# San Quintin - Mexico



## hustlur (Jan 29, 2007)

Here are some pics from a trip...ENJOY!!!!


----------



## FishinAddiction (May 9, 2006)

where did you go that you can catch dorado, largemouth, bonita, macks, and catfish?


----------



## hustlur (Jan 29, 2007)

Those are not largemouth - We call them Sand Bass. They are a saltwater species.

Dorado, Yellowtail, White Seabass, Bonita were caught at San Quintin.

Catfish - Caught on our local lake down here.


----------



## RuddeDogg (Mar 20, 2004)

*Nice job*

Congrtas on the catch!!!!!:beer: :beer: :beer:


----------



## AL_N_VB (Apr 3, 2002)

Sand Bass- also known as Calico's- right?

I'll be on the left coast this summer. Maybe we can hook up?


----------



## hustlur (Jan 29, 2007)

Nserch4Drum said:


> Sand Bass- also known as Calico's- right?
> 
> I'll be on the left coast this summer.
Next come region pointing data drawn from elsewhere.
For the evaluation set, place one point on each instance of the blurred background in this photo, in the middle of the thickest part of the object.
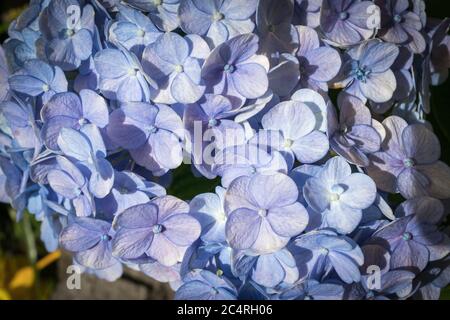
(27, 271)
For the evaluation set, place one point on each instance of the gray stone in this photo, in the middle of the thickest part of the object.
(132, 285)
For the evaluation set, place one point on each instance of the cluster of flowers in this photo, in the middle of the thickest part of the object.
(311, 113)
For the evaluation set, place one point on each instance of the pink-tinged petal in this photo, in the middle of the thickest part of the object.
(311, 148)
(421, 144)
(360, 191)
(412, 183)
(288, 221)
(316, 194)
(326, 63)
(379, 87)
(410, 254)
(250, 80)
(294, 119)
(344, 219)
(384, 170)
(308, 40)
(439, 177)
(335, 170)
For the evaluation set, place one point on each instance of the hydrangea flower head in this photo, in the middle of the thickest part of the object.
(408, 161)
(217, 21)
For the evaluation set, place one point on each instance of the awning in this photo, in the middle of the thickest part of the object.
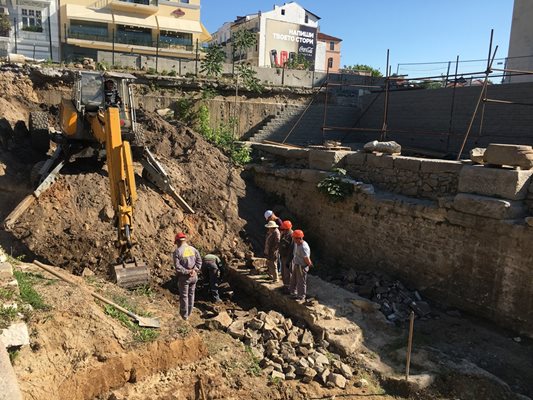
(178, 25)
(131, 20)
(83, 13)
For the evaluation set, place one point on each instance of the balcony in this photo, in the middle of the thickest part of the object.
(145, 7)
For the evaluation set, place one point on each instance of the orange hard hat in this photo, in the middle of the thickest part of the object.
(286, 225)
(298, 234)
(180, 236)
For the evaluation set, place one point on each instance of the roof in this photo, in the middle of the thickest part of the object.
(323, 36)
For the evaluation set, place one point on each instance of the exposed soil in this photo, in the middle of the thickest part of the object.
(80, 352)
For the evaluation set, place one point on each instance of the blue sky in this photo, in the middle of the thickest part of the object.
(413, 30)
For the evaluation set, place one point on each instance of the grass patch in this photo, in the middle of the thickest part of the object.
(140, 334)
(253, 366)
(7, 315)
(28, 294)
(7, 294)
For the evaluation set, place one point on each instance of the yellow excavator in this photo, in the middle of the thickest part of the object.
(99, 122)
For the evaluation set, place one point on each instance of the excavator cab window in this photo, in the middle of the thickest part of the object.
(92, 92)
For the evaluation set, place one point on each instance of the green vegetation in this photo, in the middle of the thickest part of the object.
(249, 78)
(363, 67)
(28, 294)
(336, 186)
(222, 137)
(212, 63)
(253, 368)
(140, 334)
(298, 62)
(7, 315)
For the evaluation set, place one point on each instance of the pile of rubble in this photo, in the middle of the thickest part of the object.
(283, 349)
(395, 300)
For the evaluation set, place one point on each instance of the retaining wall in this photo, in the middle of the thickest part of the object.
(426, 116)
(478, 264)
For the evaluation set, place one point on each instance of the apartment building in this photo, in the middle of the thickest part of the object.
(287, 32)
(30, 28)
(147, 27)
(331, 48)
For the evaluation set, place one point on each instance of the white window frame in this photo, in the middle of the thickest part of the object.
(31, 14)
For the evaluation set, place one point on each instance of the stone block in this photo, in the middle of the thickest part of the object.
(326, 160)
(15, 335)
(509, 154)
(6, 271)
(504, 183)
(407, 163)
(489, 207)
(355, 158)
(427, 165)
(382, 162)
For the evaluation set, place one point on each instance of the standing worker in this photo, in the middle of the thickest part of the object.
(286, 250)
(272, 249)
(212, 267)
(270, 216)
(188, 262)
(301, 263)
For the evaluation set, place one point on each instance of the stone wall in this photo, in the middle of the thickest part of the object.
(477, 264)
(460, 233)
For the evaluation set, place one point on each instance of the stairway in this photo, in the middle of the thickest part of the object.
(309, 129)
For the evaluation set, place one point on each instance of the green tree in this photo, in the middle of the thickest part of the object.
(363, 67)
(212, 63)
(242, 40)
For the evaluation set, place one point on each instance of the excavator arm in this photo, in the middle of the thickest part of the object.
(121, 181)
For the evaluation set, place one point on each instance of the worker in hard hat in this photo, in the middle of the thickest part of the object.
(272, 249)
(187, 262)
(286, 249)
(270, 216)
(301, 262)
(211, 268)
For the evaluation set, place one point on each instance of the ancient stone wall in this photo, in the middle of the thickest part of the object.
(479, 263)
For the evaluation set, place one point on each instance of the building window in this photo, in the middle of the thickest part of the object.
(32, 20)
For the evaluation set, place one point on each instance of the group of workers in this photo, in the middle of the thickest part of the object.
(286, 252)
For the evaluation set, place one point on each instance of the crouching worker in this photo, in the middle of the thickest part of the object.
(212, 268)
(301, 262)
(187, 262)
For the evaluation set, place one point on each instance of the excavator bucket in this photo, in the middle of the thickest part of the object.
(131, 274)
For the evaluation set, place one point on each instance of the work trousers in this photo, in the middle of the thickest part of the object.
(286, 269)
(298, 284)
(272, 266)
(187, 287)
(211, 269)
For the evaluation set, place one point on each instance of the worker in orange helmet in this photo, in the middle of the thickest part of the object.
(286, 249)
(187, 262)
(301, 262)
Maybe we can hook up?


Anytime!!!! I'm headed back in San Quintin in two weeks.


----------



## SeaSalt (Apr 29, 2002)

are there regulations in mexico like in the states?


----------



## hustlur (Jan 29, 2007)

SeaSalt said:


> are there regulations in mexico like in the states?


Yes and no.

Yes there are regulations, and No they do not follow it.


----------



## fingersandclaws (Oct 17, 2005)

hustlur said:


> Anytime!!!! I'm headed back in San Quintin in two weeks.


Isn't that a prison


----------



## hustlur (Jan 29, 2007)

fingersandclaws said:


> Isn't that a prison


You are thinking of San Quentin in Northern California.


----------



## justfishin (Aug 30, 2006)

Very nice ! Looks like great weather and an awesome trip.


----------